We have found the article published by Nanwani Nanwani et al.1 on blood donation from brain-dead (BD) patients to be very interesting. It has opened a valuable debate on the clinical circumstances and ethical principles which should be revised in order to view this option as feasible. In our opinion, we must not obviate the close relationship between the progression of severe brain damage and the generation of hypermetabolic reactions and immune-mediated processes throughout the body. Brain death is the greatest stress factor to which organs, tissue and cells are exposed before possible donation, due to the generation of hemodynamic, ventilatory, endocrine and inflammatory modifications, mediated by an important neuromodulated inflammatory response.2

If in addition BD is reached secondary to severe traumatic brain injury, for example, we know that the elevated secretion of cytokines produces an increase in the concentration of brain tissue factor. This in turn activates the complement system, which in combination with important catecholamine release, contributes to perpetuating the coagulopathic state. Such rapid release of large amounts of tissue factor following severe traumatic brain injury also induces thrombin formation. Likewise, the systemic proinflammatory state is responsible for the activation of fibrinogen and IL-6, which together with complement activation would explain the hypercoagulability state that predominates in the first 24 h after trauma. On the other hand, platelet inhibition and consumption, together with the excessive activation of fibrinolysis, would account for the increased risk of bleeding in later stages after trauma.3

Taking into account that several studies have shown high plasma IL-6 concentrations in donors to be significantly associated with reduced recipient survival at 6 months after hospital discharge,4 to what extent are we able to affirm that blood from BD patients will not be affected by this metabolic and immune cascade that is activated in patients with severe brain injury? From our perspective, current scientific knowledge does not allow us to be sure of the absence of immune-modulating effects in the recipients.

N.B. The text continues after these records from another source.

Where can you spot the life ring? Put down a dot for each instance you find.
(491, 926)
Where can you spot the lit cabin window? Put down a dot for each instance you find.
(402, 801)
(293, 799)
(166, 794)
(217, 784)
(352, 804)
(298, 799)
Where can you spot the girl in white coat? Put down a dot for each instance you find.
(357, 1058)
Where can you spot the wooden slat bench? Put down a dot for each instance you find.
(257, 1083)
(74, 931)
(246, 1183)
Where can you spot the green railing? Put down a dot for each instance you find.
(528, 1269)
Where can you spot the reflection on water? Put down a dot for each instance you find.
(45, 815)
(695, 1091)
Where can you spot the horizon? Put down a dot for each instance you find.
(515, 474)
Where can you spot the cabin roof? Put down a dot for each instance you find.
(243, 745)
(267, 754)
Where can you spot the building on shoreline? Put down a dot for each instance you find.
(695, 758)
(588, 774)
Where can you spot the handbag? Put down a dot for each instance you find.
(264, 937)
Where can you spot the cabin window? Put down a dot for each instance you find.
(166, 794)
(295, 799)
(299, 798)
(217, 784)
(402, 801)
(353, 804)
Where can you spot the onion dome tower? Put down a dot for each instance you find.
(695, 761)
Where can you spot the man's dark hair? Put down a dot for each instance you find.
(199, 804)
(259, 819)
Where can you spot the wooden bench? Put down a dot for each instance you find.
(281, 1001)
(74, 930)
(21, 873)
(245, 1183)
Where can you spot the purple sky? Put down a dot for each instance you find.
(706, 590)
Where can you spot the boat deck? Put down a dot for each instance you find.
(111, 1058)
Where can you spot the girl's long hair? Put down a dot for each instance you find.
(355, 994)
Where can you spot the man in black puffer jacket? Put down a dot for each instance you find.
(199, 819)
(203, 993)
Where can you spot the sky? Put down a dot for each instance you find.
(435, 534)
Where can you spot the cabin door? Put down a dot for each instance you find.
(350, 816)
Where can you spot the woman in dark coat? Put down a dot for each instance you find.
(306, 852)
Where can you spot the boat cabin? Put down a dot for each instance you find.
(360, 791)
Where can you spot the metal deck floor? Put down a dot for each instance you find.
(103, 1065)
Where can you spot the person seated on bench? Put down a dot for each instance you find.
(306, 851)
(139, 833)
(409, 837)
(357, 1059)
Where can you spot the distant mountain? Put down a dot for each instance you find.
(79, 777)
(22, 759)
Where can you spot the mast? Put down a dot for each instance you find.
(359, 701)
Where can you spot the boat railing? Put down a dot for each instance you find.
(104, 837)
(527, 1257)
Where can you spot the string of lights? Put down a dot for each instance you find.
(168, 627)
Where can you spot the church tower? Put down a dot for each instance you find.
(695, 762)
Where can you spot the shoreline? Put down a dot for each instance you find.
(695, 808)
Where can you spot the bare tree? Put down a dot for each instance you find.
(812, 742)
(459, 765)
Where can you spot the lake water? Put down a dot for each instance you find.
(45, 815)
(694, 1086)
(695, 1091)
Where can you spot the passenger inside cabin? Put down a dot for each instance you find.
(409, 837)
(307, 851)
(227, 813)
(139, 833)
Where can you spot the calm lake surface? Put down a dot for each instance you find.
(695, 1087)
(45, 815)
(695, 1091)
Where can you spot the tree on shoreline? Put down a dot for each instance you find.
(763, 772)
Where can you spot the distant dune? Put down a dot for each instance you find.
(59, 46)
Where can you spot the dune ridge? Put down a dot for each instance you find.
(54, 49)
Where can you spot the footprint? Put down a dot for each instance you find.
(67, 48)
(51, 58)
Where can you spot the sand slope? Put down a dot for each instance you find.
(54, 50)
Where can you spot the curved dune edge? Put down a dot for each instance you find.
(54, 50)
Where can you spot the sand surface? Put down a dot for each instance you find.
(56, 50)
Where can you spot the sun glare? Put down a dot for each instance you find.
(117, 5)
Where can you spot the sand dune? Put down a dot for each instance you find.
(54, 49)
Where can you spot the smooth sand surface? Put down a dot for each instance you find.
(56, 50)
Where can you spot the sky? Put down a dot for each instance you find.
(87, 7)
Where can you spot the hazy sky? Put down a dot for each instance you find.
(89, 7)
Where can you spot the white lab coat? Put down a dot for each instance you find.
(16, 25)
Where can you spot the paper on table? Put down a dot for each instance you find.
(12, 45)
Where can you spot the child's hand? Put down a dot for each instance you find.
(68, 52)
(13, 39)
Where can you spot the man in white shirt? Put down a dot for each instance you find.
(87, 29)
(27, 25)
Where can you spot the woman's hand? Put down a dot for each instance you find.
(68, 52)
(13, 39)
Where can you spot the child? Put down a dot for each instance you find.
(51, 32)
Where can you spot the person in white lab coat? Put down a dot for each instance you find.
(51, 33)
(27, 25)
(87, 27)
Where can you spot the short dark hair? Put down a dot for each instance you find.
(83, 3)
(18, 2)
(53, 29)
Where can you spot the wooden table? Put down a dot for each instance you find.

In turn, once BD has been established, it is common practice to administer amines, antibiotics and several different drugs to maintain donor clinical stability - and this undoubtedly could affect the theoretical quality of the blood components.2

We also must remember that during the organ harvesting and preservation process, vascular infusions are performed involving specially prepared fluids which seek to maintain homeostasis. These solutions contain additives (osmotic agents, electrolytes, colloids, metabolic inhibitors, metabolites, antioxidants and even drugs), and can have an impact on the presence of coagulation factors.5 In this way, if blood extraction as suggested by the authors is performed during or after harvesting of the rest of body organs, we likewise would not be able to discard potential clinically significant alterations of the extracted blood components.

Coinciding with the authors on the importance of finding new resources and seeking solutions to the more than likely shortage of blood products which we may face, we believe that if this practice is finally implanted, it must be done so with extreme caution. Although the ethical debate is important, we feel that attention should focus on demonstrating the viability of using such blood products and clarifying the doubts regarding possible adverse effects.